それというのも、あの冒頭の寝起きに息子と一緒に鏡に映り込んだ姿が、その息子との対比もあってか、
やけに浮き彫りとなって、ああ正にそれだと思わせる。
そしてジョシュ・ブローリンは、髭を蓄えて登場する最初は、
いかにもアウトロー感があるが(登場の仕方が好い)、
別人が演じている回想を抜きに想像しても、いかにも堅く誠実な男を思わせる匂いを放ち、
また髭を剃り落とし、髪の毛も整えれば、正にその通りの男になる(その登場も好い)。
しかもだ、てきぱきと料理を作り、タイヤの交換をし、日曜大工仕事までも難なくこなす。
そしてまるで実の息子のようにヘンリーと打ち解ける。
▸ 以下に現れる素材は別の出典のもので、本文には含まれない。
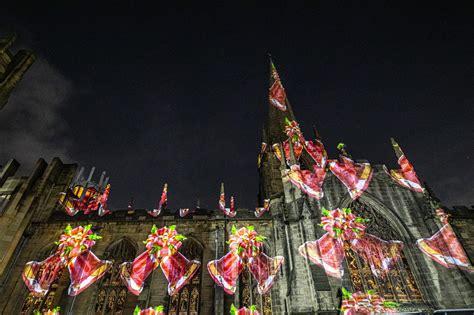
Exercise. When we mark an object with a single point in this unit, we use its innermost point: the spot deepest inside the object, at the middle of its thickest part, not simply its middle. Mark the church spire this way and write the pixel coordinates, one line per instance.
(279, 110)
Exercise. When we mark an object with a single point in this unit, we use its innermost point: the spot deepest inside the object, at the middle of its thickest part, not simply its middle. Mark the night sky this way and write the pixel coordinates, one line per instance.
(154, 94)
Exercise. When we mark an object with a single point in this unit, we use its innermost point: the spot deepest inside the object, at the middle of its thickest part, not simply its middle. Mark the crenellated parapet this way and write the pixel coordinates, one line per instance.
(12, 67)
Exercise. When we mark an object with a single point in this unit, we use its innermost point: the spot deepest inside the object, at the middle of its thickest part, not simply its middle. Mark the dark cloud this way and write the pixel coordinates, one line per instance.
(31, 124)
(180, 95)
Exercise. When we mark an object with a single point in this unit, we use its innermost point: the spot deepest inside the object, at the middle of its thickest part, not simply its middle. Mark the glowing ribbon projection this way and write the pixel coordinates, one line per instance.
(163, 201)
(276, 93)
(343, 226)
(245, 251)
(252, 310)
(73, 252)
(230, 212)
(260, 155)
(308, 182)
(406, 176)
(162, 247)
(444, 247)
(259, 211)
(159, 310)
(316, 150)
(294, 134)
(355, 176)
(85, 199)
(54, 311)
(183, 212)
(360, 303)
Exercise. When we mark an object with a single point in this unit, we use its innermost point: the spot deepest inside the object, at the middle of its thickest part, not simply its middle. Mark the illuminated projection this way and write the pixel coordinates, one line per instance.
(159, 310)
(276, 94)
(162, 247)
(230, 212)
(444, 247)
(86, 196)
(365, 303)
(252, 310)
(355, 176)
(162, 203)
(73, 252)
(342, 228)
(245, 251)
(406, 176)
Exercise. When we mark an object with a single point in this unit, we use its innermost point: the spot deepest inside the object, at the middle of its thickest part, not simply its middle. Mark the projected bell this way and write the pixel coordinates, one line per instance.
(38, 276)
(226, 271)
(134, 273)
(84, 270)
(178, 271)
(264, 269)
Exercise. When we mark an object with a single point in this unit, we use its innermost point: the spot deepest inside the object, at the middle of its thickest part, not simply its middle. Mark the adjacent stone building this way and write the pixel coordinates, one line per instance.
(12, 67)
(31, 220)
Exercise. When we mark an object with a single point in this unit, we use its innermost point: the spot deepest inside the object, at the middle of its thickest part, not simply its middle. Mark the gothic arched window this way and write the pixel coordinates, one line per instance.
(399, 285)
(249, 294)
(187, 301)
(112, 295)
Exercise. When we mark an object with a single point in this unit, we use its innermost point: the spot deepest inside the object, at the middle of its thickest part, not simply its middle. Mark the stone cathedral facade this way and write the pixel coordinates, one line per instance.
(31, 221)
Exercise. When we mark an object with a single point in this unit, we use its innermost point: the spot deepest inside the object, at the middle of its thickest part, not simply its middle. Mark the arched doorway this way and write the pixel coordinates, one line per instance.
(187, 301)
(399, 285)
(112, 295)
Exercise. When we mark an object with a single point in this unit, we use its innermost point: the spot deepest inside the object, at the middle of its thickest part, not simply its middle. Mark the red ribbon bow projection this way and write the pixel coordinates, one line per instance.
(406, 176)
(294, 134)
(159, 310)
(245, 250)
(310, 182)
(183, 212)
(260, 155)
(252, 310)
(444, 247)
(162, 247)
(276, 94)
(74, 252)
(344, 226)
(162, 203)
(54, 311)
(230, 212)
(355, 176)
(259, 211)
(87, 200)
(360, 303)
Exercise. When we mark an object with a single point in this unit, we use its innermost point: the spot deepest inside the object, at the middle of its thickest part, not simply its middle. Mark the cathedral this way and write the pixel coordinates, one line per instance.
(400, 244)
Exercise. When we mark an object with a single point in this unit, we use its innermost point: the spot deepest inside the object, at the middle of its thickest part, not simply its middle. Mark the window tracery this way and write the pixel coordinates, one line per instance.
(249, 294)
(112, 294)
(187, 301)
(399, 285)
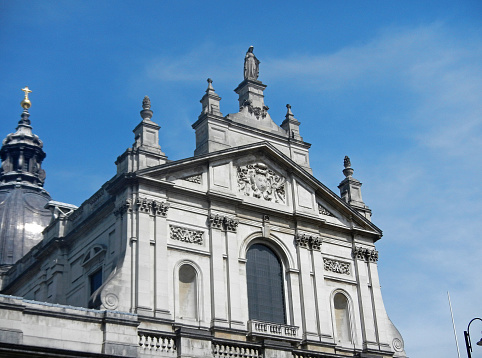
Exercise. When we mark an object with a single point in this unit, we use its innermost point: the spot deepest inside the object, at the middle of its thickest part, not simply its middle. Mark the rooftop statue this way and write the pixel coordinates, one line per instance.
(251, 65)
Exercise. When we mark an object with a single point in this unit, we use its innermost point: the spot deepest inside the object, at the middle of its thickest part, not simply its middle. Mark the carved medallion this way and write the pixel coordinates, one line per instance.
(336, 266)
(186, 235)
(259, 181)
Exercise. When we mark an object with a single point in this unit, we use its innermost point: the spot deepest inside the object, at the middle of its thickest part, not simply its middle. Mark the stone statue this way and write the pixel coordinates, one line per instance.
(347, 162)
(251, 65)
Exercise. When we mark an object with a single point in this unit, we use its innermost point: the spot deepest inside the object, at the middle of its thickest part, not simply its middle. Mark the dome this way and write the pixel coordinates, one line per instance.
(23, 215)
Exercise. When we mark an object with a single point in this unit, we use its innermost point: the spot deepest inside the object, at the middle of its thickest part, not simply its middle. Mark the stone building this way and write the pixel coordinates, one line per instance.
(235, 252)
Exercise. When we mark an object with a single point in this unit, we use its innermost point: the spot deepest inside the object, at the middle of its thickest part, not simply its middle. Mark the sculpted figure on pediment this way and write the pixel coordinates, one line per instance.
(259, 181)
(251, 65)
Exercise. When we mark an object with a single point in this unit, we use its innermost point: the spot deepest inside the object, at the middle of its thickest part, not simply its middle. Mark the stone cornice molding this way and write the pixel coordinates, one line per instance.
(221, 222)
(152, 207)
(309, 242)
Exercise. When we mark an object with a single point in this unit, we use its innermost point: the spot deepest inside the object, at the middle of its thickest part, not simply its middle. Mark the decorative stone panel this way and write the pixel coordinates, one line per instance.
(309, 242)
(157, 343)
(257, 111)
(258, 181)
(194, 179)
(362, 253)
(259, 328)
(123, 208)
(223, 223)
(186, 235)
(152, 207)
(336, 266)
(324, 211)
(235, 351)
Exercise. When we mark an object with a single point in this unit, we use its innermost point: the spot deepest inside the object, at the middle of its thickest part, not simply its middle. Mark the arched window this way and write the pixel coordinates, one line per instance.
(342, 318)
(187, 292)
(265, 285)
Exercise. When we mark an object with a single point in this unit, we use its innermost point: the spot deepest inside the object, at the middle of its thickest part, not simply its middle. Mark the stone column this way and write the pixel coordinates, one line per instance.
(305, 246)
(237, 319)
(370, 339)
(144, 304)
(162, 289)
(218, 272)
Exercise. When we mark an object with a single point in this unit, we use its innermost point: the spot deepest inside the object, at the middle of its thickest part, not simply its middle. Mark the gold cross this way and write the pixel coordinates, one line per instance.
(27, 91)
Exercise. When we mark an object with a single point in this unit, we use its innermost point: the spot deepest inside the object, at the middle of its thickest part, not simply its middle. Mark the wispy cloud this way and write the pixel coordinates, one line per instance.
(425, 195)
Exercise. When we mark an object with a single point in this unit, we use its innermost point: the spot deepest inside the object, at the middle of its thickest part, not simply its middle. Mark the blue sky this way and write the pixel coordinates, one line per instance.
(396, 85)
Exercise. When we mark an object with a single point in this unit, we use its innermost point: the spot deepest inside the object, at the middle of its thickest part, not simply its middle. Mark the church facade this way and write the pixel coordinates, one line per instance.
(236, 252)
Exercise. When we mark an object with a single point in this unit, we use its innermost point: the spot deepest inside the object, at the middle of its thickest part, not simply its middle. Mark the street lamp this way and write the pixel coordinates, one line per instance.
(468, 343)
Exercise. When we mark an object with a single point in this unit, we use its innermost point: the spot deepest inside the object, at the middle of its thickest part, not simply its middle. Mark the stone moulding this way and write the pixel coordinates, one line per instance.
(152, 207)
(309, 242)
(336, 266)
(196, 179)
(272, 329)
(157, 343)
(223, 223)
(235, 351)
(257, 111)
(125, 207)
(324, 211)
(361, 253)
(259, 181)
(186, 235)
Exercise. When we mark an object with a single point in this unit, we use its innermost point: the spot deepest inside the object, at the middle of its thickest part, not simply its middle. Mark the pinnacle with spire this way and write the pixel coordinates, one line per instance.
(291, 125)
(350, 190)
(210, 101)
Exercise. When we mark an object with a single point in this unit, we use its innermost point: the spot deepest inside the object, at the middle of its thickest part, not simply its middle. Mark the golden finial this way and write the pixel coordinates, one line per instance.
(26, 102)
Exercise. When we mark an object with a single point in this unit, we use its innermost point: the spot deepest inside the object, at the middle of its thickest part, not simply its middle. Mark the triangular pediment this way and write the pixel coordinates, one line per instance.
(259, 175)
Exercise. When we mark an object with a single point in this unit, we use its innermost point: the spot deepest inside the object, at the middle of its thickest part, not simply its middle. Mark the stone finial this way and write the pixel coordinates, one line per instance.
(288, 112)
(26, 104)
(251, 65)
(348, 171)
(146, 112)
(210, 84)
(210, 101)
(291, 124)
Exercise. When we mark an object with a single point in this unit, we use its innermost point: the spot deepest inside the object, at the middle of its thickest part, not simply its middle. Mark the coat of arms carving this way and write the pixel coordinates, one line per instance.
(259, 181)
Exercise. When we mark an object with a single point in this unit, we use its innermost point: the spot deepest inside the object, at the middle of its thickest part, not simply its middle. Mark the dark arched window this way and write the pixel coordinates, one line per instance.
(342, 318)
(187, 292)
(265, 285)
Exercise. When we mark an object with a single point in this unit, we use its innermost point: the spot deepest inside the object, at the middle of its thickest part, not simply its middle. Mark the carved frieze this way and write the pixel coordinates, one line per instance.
(186, 235)
(259, 181)
(324, 211)
(123, 208)
(76, 214)
(257, 111)
(223, 223)
(194, 179)
(336, 266)
(309, 242)
(368, 255)
(152, 207)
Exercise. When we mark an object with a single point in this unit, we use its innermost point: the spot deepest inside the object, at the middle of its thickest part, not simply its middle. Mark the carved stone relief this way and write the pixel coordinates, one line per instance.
(186, 235)
(324, 211)
(259, 181)
(123, 208)
(194, 179)
(257, 111)
(223, 223)
(336, 266)
(309, 242)
(152, 207)
(362, 253)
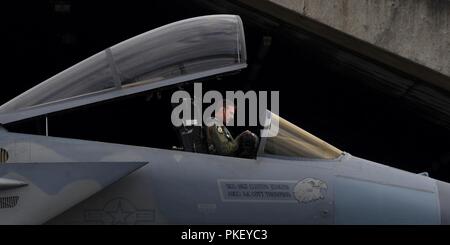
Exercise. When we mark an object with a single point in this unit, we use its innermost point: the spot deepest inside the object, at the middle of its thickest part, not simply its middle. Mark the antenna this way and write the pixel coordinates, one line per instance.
(46, 125)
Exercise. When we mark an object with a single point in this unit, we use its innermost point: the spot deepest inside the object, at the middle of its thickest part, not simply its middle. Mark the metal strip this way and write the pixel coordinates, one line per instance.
(113, 68)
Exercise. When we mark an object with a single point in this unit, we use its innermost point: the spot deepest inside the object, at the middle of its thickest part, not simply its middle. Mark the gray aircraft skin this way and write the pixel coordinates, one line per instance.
(295, 178)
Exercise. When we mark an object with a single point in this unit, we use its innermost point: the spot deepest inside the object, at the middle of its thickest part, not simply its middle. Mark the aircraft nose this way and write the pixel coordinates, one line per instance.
(444, 201)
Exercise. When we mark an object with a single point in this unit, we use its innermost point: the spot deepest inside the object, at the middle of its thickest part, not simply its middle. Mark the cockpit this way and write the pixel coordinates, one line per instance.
(205, 49)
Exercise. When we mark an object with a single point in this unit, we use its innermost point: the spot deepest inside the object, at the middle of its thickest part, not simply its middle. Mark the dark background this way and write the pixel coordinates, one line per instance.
(42, 38)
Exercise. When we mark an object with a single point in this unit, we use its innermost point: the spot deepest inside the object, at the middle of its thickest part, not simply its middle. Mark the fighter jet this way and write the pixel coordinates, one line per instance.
(293, 178)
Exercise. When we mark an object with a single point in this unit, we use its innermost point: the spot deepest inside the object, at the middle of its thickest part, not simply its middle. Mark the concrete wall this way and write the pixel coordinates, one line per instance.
(415, 29)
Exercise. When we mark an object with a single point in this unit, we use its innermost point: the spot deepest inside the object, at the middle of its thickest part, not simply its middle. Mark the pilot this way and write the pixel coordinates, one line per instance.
(221, 142)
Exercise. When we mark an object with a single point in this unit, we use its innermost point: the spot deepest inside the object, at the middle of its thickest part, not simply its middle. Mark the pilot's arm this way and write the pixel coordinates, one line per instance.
(220, 141)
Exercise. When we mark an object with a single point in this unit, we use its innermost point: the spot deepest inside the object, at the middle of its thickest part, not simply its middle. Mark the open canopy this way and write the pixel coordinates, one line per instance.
(175, 53)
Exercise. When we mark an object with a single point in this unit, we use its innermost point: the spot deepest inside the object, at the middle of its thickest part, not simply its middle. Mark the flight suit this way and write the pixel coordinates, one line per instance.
(220, 141)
これらの描写がもう絶妙なんだな。
ジェイソン・ライトマンは、こういう人物が放つ、その人物の匂いみたいなもんを的確に導き出し、
そして切り取ることに非常に長けているんだろうな、きっと。
そのライトマンの冴え渡り方は、別に人物描写だけではなくて、冒頭のタイトルバックからの、
横移動でのあのボロ一軒家の見せ方ではっきりわかる。
この家で起こる何かというサスペンス性が確実にある、あのショットは。
的確なショットと的確なモンタージュは映画の「リズム」を作る。
「リズム」を刻めば映画は兎に角弾んで面白い。
3人でピーチパイを作るシーンの得体の知れない感動は後々になり再び呼び起こされる。
アデルの「A」、時間を越えて、必然か偶然か、想いは伝わる。
これが映画の「リズム」だと思うのだ。
これはアメリカ映画それもメロドラマの正統な継承であるというところだろうか。
更には繊細な視線劇でもあって、特に息子ヘンリーの視線、
大人への憧憬が繊細かつ見事に描かれているわけで、
というかヘンリーが軸なわけで、まぁ好い。
好いというか、もう感嘆した。素晴らしい。